At least that is how the scriptwriter and the director intended it, I assume. The glorious resolution in the end, would in their understanding, leave the viewer with such a feeling of epiphany, that all else would pale before it. Alack and alas, that is not how the film plays out.
Will Smith is all angular and hollow eyed, and attempts a forlorn air, as he goes about his duties. We see him playing God, with eyes that are brimming with unshed tears and a tattered air of desperation. How good is his act? Woeful to say the least and woe betide the viewers. His efforts to look miserable distress the audience.

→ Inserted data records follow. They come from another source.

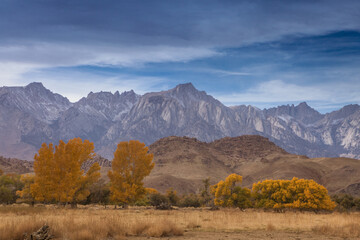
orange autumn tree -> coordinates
[252,178,335,210]
[16,174,35,204]
[108,140,154,205]
[30,138,100,204]
[211,173,251,208]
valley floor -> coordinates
[0,205,360,240]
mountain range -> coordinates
[0,83,360,160]
[0,135,360,196]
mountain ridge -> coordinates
[0,83,360,159]
[0,135,360,196]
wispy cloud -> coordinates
[25,68,168,102]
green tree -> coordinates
[108,140,154,205]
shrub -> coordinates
[179,194,201,208]
[150,193,171,210]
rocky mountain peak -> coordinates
[75,90,140,121]
[264,102,323,125]
[25,82,47,90]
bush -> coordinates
[150,193,171,210]
[332,194,360,211]
[0,174,24,204]
[179,194,201,208]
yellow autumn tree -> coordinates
[211,173,251,208]
[108,140,154,205]
[30,138,100,204]
[16,174,35,204]
[252,178,335,210]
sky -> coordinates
[0,0,360,113]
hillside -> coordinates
[0,135,360,196]
[0,83,360,160]
[146,135,360,195]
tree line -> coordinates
[0,138,360,211]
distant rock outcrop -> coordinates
[146,135,360,195]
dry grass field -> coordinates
[0,205,360,240]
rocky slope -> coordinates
[4,135,360,196]
[0,83,360,160]
[146,135,360,195]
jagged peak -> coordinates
[25,82,45,89]
[170,82,198,92]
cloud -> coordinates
[20,68,168,102]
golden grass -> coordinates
[0,206,360,240]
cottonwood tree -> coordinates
[211,173,251,208]
[16,174,35,205]
[30,138,100,204]
[108,140,154,205]
[252,178,336,211]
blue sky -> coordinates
[0,0,360,113]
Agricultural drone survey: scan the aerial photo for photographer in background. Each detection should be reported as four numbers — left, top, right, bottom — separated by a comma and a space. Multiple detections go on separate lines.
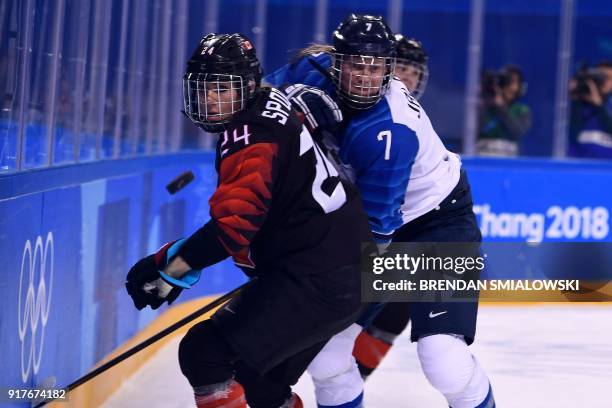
568, 61, 612, 159
476, 65, 531, 157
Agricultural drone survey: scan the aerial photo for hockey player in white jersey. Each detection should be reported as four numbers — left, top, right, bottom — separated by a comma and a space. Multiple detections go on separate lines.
265, 15, 495, 408
353, 34, 442, 380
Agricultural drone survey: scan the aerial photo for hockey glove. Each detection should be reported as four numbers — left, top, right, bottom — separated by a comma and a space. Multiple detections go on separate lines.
282, 84, 342, 135
125, 239, 200, 310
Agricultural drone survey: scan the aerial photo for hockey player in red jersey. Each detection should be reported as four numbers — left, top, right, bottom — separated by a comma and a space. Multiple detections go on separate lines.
126, 34, 370, 408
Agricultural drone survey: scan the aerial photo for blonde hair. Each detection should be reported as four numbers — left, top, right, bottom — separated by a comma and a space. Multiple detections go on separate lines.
291, 43, 334, 62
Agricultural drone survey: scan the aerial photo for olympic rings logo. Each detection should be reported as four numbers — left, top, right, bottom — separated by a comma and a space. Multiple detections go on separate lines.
18, 232, 54, 383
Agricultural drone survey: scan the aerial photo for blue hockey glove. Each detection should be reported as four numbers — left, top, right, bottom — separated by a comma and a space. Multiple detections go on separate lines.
282, 84, 342, 135
125, 239, 201, 310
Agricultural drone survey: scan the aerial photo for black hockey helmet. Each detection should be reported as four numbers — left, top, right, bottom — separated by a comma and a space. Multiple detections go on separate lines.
395, 34, 429, 99
183, 33, 263, 132
331, 14, 395, 109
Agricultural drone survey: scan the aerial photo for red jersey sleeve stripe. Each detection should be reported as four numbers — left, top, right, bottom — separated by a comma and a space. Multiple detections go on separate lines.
209, 143, 278, 262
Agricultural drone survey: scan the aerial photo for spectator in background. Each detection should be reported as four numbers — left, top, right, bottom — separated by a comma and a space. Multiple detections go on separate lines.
569, 61, 612, 159
476, 65, 531, 157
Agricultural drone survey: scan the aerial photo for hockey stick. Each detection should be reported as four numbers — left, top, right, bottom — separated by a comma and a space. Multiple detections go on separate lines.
34, 278, 257, 408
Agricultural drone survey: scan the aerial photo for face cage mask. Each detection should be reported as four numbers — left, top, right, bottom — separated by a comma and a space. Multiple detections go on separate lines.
395, 58, 429, 100
183, 72, 253, 133
331, 53, 395, 110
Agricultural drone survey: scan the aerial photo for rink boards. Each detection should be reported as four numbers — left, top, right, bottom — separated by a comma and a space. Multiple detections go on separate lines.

Ben enters into relationships with other people; the problem of the script is that in order to make sure that your heart is in the right place and that it is suitably moved, the director / script mandates that there be the most wonderful of human emotions (and a sure Box office magnet), Romantic Love, present. This development unfortunately feels too orchestrated and forced, and ensures that the film necessarily loses track of the other characters, except to show them for a minute or two.
It is then Romance all the way, a very special romance. We suddenly get to see a lot of honey golden frames; the two protagonists are framed in soft dewy light, and we have all the clichés that you can throw in – candles, the dinner, sweet gifts, the cute dog, and of course the bed. All of it is very predictable; the script is just setting us up at that point.
As Ben gets more and more desperate, so do we. When will it end, possibly thinks Ben, and we could not agree more. The time does come, thankfully, and the movie then wends its way into a climax so preposterous, that we would need a whole truck load of the good old fashioned liquid to recover. And then come the tears, literally. Everyone in the film cries and continues to cry in all sorts of places, to the accompaniment of a softly gurgling piano. Having done this most noble deed, that is, bring the film to its “logical” conclusion, the director then bids us farewell.
Should you watch it? Yes, definitely, if you want to see an infinitely sad Will Smith in each and every frame. You would also want to watch it, in case you are trying to make an impression on the sweet something next door, and show her that you are a person of refinement and deep sensitivity. For the rest of us boors, best avoided.
PS What was Woody Harrelson doing in this film? Oh Tempera! (It is definitely not Oprah!)
This review is by guest reviewer Anand S. Anand lives in Pune and is a Miscellaneous Culture Vulture. He is deeply interested in music, food, books, films, and intelligent women. He views himself as a Falstaffian figure, who does his best to indulge his appetites.
- Violence: None, unless you count the damage to audience sensibility
- Language: American
- Nudity & Sexual content: A scene, but since it is in golden light, and soft focus, you can bring the family along.
- Concept: Hackneyed, a re, re working of the old Boy meets Girl theme.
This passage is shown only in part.